9e Atelier du droit de l'océan Indien

Le Centre de recherche juridique (CRJ) et l'association « Droit dans l'océan Indien » (LexOI), en partenariat avec la Société de législation comparée, vous invitent à une nouvelle édition des Ateliers du droit de l'océan Indien.

 

Pour cette 9e édition, nous avons le plaisir d'accueillir Monsieur Ahmed Ben Kassim BACAR, maître de conférences en droit public et doyen de la Faculté de droit et de sciences économiques de l’université des Comores.

 

Il débattra avec nous du thème suivant :

 

« De la sortie de crise à la consolidation de l’État aux Comores : les constitutions comoriennes depuis  l’Indépendance à nos jours »

 

 

La conférence aura lieu jeudi prochain 5 octobre à 17 heures dans l’amphithéâtre D2 de la Faculté de droit et d’économie de l’université de La Réunion (campus du Moufia). 

 

Résumé de la conférence:

 

Depuis 1975, l’État comorien subit des crises internes qui remettent en cause l’unité nationale. Les solutions sont presque systématiquement recherchées dans un nouvel aménagement institutionnel. L’élaboration d’une constitution nouvelle ou la révision de celle en vigueur est parée de vertus miraculeuses, mais l’expérience a montré que les Comores n’arrivent toujours pas à trouver un consensus sur des institutions stables.

La constitution du 23 décembre 2001 ne déroge pas à cette règle. Elle fait partie de cette nouvelle forme de constitution dite de sortie de crise dont l’élaboration, contrôlée par la communauté internationale, vise à restaurer un État qui s’est révélé défaillant, au prix de laborieux compromis et d’équilibres fragiles.

Pour le cas des Comores, quinze ans après, c’est le moment de faire une première lecture rétrospective, objective et responsable. Pour cela il convient de rechercher les réponses aux multiples questions que soulève cette constitution et qui porte tant sur son origine, ses objectifs et les difficultés à l’appliquer, que sur ses effets sur l’organisation et le fonctionnement de l’État ainsi que sur la superposition institutionnelle, ou encore sur sa portée sur la stabilité gouvernementale et le développement économique des Comores.

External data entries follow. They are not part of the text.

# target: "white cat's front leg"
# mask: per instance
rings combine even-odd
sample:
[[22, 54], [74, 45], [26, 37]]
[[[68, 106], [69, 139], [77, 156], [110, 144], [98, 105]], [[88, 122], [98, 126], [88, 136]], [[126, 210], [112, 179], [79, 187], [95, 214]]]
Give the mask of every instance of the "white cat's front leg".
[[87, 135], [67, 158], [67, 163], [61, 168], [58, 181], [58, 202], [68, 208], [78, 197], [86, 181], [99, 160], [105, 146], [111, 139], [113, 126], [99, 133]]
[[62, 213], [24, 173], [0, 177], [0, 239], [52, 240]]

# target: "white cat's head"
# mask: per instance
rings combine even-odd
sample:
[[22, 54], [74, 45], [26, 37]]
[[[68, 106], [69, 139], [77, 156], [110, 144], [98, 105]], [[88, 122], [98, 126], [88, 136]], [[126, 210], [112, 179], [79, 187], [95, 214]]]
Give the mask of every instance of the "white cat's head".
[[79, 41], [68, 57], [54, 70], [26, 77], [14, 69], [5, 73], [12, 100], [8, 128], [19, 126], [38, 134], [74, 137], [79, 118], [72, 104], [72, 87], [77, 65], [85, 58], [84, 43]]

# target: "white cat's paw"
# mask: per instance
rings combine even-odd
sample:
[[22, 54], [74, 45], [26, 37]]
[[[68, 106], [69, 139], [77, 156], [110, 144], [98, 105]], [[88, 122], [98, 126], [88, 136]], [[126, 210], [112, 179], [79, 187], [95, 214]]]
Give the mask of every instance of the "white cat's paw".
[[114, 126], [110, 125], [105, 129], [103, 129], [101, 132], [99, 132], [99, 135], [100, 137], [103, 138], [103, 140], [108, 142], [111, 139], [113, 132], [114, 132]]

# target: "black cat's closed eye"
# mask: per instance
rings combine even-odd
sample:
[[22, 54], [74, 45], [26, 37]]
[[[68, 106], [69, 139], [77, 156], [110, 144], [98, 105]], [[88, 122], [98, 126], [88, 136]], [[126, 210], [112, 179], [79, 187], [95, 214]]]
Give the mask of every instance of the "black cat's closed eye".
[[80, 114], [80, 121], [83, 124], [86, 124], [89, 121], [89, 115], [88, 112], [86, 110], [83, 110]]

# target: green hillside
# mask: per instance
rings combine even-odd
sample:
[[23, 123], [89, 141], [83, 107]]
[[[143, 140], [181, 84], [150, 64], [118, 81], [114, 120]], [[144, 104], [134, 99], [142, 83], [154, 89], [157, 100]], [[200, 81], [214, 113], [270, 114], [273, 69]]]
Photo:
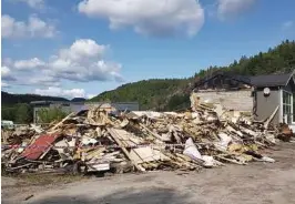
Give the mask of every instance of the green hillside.
[[144, 80], [128, 83], [115, 90], [103, 92], [91, 101], [138, 101], [141, 110], [170, 111], [187, 108], [190, 83], [217, 70], [242, 75], [289, 72], [295, 68], [295, 41], [279, 45], [253, 57], [242, 57], [228, 67], [210, 67], [190, 79]]

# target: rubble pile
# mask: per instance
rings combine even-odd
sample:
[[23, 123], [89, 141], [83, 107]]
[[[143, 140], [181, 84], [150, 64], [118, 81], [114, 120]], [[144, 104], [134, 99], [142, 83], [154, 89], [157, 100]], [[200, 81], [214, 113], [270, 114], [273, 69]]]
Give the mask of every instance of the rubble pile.
[[17, 130], [2, 147], [7, 172], [201, 170], [251, 161], [274, 162], [260, 150], [277, 133], [241, 112], [199, 104], [191, 112], [71, 113], [47, 129]]

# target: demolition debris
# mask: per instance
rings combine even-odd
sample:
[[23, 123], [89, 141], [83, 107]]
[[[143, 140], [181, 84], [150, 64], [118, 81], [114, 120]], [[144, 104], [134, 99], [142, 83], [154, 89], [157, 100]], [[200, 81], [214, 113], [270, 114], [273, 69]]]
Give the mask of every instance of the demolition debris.
[[[278, 130], [220, 104], [193, 111], [110, 113], [99, 108], [71, 113], [41, 129], [7, 132], [6, 172], [144, 172], [201, 170], [225, 163], [275, 162], [261, 150], [275, 145]], [[285, 132], [287, 132], [285, 130]]]

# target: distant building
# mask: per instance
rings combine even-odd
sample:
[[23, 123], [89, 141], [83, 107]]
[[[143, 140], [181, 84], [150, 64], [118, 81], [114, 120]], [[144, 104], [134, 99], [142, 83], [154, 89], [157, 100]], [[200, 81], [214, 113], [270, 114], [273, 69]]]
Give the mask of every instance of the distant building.
[[38, 123], [38, 111], [43, 109], [53, 109], [60, 108], [63, 112], [79, 112], [81, 110], [88, 110], [92, 106], [100, 106], [103, 110], [113, 111], [113, 108], [116, 111], [139, 111], [140, 105], [138, 102], [118, 102], [118, 103], [108, 103], [108, 102], [72, 102], [72, 101], [32, 101], [33, 105], [33, 122]]
[[273, 124], [286, 123], [295, 131], [295, 70], [286, 74], [241, 76], [215, 73], [194, 84], [201, 102], [221, 103], [227, 110], [252, 112], [265, 120], [278, 106]]

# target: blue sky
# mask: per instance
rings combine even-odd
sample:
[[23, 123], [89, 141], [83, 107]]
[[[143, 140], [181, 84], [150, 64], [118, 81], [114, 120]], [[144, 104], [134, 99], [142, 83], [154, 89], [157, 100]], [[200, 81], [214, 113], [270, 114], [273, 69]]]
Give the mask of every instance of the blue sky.
[[89, 98], [295, 39], [294, 0], [2, 0], [1, 89]]

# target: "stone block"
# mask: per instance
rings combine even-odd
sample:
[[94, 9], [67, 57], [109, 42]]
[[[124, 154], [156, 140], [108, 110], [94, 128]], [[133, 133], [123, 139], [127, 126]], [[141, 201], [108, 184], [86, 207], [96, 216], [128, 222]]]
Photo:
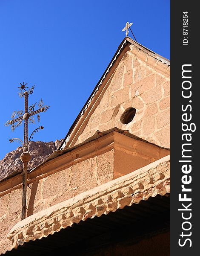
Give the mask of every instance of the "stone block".
[[160, 110], [163, 110], [170, 106], [170, 97], [166, 97], [162, 99], [159, 102], [159, 108]]
[[154, 115], [157, 112], [157, 106], [156, 103], [149, 104], [146, 106], [144, 117], [147, 117]]
[[160, 87], [156, 86], [148, 91], [144, 93], [141, 96], [146, 104], [155, 102], [160, 99], [162, 97]]
[[145, 135], [150, 134], [155, 130], [155, 116], [149, 116], [144, 120], [143, 133]]
[[129, 70], [124, 75], [123, 87], [126, 87], [133, 83], [133, 70]]
[[170, 95], [170, 82], [169, 81], [167, 81], [163, 84], [163, 87], [164, 89], [164, 95], [169, 96]]
[[135, 69], [134, 75], [134, 83], [139, 81], [145, 76], [145, 67], [144, 66], [140, 65]]
[[159, 145], [164, 146], [170, 142], [170, 126], [168, 125], [155, 134], [156, 138], [159, 142]]
[[155, 75], [152, 74], [131, 85], [131, 96], [140, 95], [155, 86]]
[[114, 108], [113, 108], [108, 110], [106, 110], [101, 113], [100, 116], [100, 123], [103, 124], [109, 121], [111, 121], [114, 113]]
[[116, 91], [111, 95], [111, 106], [117, 106], [129, 99], [129, 87], [126, 87]]

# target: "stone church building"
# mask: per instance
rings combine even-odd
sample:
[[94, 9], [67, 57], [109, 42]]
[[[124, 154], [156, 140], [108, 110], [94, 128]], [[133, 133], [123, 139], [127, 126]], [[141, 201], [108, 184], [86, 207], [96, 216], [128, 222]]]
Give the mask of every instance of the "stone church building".
[[170, 61], [119, 46], [59, 150], [0, 182], [2, 255], [169, 256]]

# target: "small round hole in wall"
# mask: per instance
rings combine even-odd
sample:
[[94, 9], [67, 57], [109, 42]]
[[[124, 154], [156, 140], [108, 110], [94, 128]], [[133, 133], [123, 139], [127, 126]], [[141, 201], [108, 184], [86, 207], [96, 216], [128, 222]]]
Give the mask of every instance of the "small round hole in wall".
[[120, 121], [124, 125], [129, 124], [134, 118], [136, 113], [134, 108], [129, 108], [125, 110], [120, 118]]

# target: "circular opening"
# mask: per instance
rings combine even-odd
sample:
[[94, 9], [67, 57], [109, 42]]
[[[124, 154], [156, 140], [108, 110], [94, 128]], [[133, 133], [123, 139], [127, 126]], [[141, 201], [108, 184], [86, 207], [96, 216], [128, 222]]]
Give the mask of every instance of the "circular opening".
[[129, 108], [121, 115], [120, 121], [124, 125], [129, 124], [132, 121], [136, 113], [136, 110], [134, 108]]

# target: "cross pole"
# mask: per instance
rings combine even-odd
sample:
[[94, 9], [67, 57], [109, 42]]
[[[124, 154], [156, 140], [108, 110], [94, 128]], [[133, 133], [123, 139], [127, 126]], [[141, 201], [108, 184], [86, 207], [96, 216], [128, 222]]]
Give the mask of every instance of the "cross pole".
[[[22, 196], [22, 218], [23, 220], [26, 218], [26, 188], [27, 185], [27, 165], [28, 163], [31, 160], [31, 157], [27, 151], [29, 150], [29, 145], [31, 139], [33, 138], [33, 136], [34, 133], [37, 132], [39, 130], [43, 129], [43, 126], [39, 126], [38, 128], [35, 129], [31, 134], [29, 139], [28, 133], [28, 125], [29, 123], [34, 123], [34, 122], [33, 116], [37, 114], [37, 121], [40, 122], [40, 112], [46, 112], [49, 108], [50, 106], [44, 105], [43, 100], [39, 101], [38, 104], [39, 108], [37, 110], [34, 110], [36, 102], [35, 104], [32, 104], [30, 107], [29, 107], [28, 98], [30, 94], [33, 93], [34, 88], [34, 85], [32, 86], [28, 91], [26, 90], [26, 88], [28, 88], [26, 85], [28, 83], [24, 84], [24, 82], [22, 84], [20, 83], [20, 86], [18, 87], [20, 88], [19, 90], [21, 90], [21, 92], [18, 93], [20, 97], [24, 97], [24, 112], [23, 111], [14, 111], [11, 118], [12, 120], [7, 121], [5, 124], [5, 125], [8, 126], [11, 125], [11, 129], [12, 131], [14, 131], [16, 127], [22, 124], [23, 120], [24, 121], [24, 138], [23, 143], [22, 140], [18, 138], [14, 138], [10, 139], [10, 142], [13, 142], [16, 141], [18, 142], [20, 142], [23, 148], [23, 153], [20, 156], [20, 159], [23, 163], [23, 196]], [[23, 90], [25, 91], [23, 92]], [[18, 117], [14, 119], [16, 115]]]

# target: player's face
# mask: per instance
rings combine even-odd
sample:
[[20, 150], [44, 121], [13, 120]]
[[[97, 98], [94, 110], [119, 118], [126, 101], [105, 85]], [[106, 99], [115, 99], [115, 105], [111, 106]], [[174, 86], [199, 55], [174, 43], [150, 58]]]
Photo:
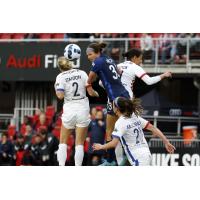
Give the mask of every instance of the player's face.
[[87, 53], [88, 60], [93, 62], [97, 57], [99, 57], [99, 53], [89, 52]]
[[136, 65], [141, 65], [142, 64], [142, 55], [140, 55], [139, 57], [134, 56], [131, 61], [133, 63], [135, 63]]

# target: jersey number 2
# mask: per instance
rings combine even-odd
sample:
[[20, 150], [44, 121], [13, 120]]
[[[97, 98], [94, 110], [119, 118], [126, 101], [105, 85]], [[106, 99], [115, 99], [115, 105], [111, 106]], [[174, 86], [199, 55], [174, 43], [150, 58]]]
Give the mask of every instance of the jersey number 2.
[[77, 82], [73, 82], [72, 86], [75, 87], [74, 97], [80, 96], [80, 94], [77, 93], [78, 92], [78, 83]]
[[118, 79], [119, 78], [119, 74], [117, 73], [115, 67], [113, 65], [109, 65], [109, 69], [112, 71], [112, 73], [114, 74], [113, 75], [113, 78], [114, 79]]

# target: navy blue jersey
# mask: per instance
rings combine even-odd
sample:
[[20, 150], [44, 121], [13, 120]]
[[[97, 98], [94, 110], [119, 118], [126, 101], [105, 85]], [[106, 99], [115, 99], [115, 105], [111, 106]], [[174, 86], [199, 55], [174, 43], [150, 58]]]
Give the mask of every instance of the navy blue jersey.
[[128, 92], [121, 83], [116, 65], [111, 58], [101, 54], [101, 56], [96, 58], [92, 63], [91, 71], [98, 75], [111, 101], [119, 96], [130, 98]]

Cette conférence  vise à donc à faire ressortir les réflexions sur la manière dont les différents acteurs politiques ont participé à l’avènement du Nouvel Ensemble Comorien (NEC) et par la suite, comment les institutions de l’Union des Comores (la Cour constitutionnelle, l’exécutif et le législatif) s’y sont adaptées malgré tout ; et quelles leçons le pays pourrait en tirer pour qu’enfin on puisse se positionner sur la bonne trajectoire avec des institutions stables.